## Wednesday, 22 December 2010

### Extending the Binomial Distribution

Almost every high school student is exposed to the binomial distribution in some form. They may see it in expanding binomials such as (x+y)4, and they may also come across it as a method of solving simple probability problems... "what is the probability that a family with four children will have three boys and one girl?"

The ability to naturally extend the binomial (or to recognize that the two questions above are interrelated) is probably hampered by the notation used in the "choose" command, or the various combination notations. The normal way for students to address the problems about combinations is to think of one group embedded in the total field. They may use $\binom{4}{3}$ to find three boys, or $\binom{4}{1}$ to find one girl. Both methods lead to the same calculation, $\frac{4!}{(3!) (1!)}$ but they seem to direct the focus of the learner away from the idea of "three of these and one of those" which would embed the problem firmly in the multinomial distribution. I suspect that if the "choose" or "combination" notation was not used, many students would almost naturally extend the binomial probability problem to similar problems with three (or more) item choices.

For students who have never seen the multinomial I will provide a brief introduction, and a few good links.

Suppose instead of two choices to pick from, a population had three choices..(the extension to four should jump out at you). A spinner has the numbers one, two, and three on it with probabilities of 1/6, 1/3, and 1/2 respectively. What is the probability that in ten spins you would get 2 ones, 3 twos, and five threes. The probability is simply given by $\frac{10!}{(2!) (3!)(5!)}(\frac{1}{6})^{2}(\frac{1}{3})^{3}(\frac{1}{2})^{5}$
The association between the number of things selected in all (10) and the number and probability of the individual partition seems to be naturally extendable to any number of items. Keep in mind that, like the binomial, this requires that the probability on each draw is unchanged... we are drawing with replacement or from an "infinite" pool. This does require that the sum of all the probabities add up to one

You can use this to extend the expansion of a binomial to the expansion of any polynomial to a power. To make this clear to new learners, I will go back to the idea that (x+y)4 is related the probability of three boys and one girl in a family of four children. To do that, I want to give a verbal expansion of (x+y)4, but instead of x and y I will use b and g for (boys probability of birth and girls probability of birth... well, they might not be 1/2). The expansion of (b+g)4 will give the probability of every possible outcome, 4 boys and no girls, 3 boys and one girl, two boys and two girls, one boy and three girls, and no boys and four girls. Each term in the expansion represents one of these cases. For four boys and no girls, we have $\frac{4!}{(4!)(0!) }(b^4)(g^0)$, this is added to each succeeding term until we end with no boys and four girls. This gives exactly the expansion you would have for (x+y)4 except for the use of b and g as variables.

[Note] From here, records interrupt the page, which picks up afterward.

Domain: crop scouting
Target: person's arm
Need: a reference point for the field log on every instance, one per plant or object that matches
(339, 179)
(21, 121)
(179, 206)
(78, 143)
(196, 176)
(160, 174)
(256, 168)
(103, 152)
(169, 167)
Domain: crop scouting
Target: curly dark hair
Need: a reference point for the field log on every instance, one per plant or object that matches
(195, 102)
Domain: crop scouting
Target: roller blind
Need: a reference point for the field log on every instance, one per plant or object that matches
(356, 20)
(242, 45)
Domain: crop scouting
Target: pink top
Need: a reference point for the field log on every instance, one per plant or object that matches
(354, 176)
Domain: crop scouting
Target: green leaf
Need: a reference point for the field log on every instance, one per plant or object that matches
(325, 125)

To extend this to a trinomial we get a few more terms, but we can just attack them systematically as there is no such natural approach as there is in the binomial case. For instance, if we had (a+b+c)2 we could have two a's, two b's, two c's, or ab, ac, or bc so there must be six terms. It may help to think of it as (a+b+c)(a+b+c) and you pick one term from the first trinomial and one from the second to multiply. The three squared terms will have coefficients of $\frac{2!}{(2!)(0!)(0!)}$ which is a big one. The ones where we pick two different ones will be $\frac{2!}{(1!)(1!)(0!)}$, which can occur two ways. So we get a2+b2+c2+2ab+2ac+2bc.

If you want to try (a+b+c)3 then you will get ten terms. In fact for any power n, a trinomial will have the n+1st triangular number which coincidentally is (n+1) choose 2. There is even an extension of Pascal's triangle, called Pascal's tetrahedron that can be used but you have to create it (or at least I do) level by level. I find it usually easier to just do the multinomial coefficients. You can find a pretty good explanation of the tetrahedron here. There is also a good wikipedia page about the multinomial distribution.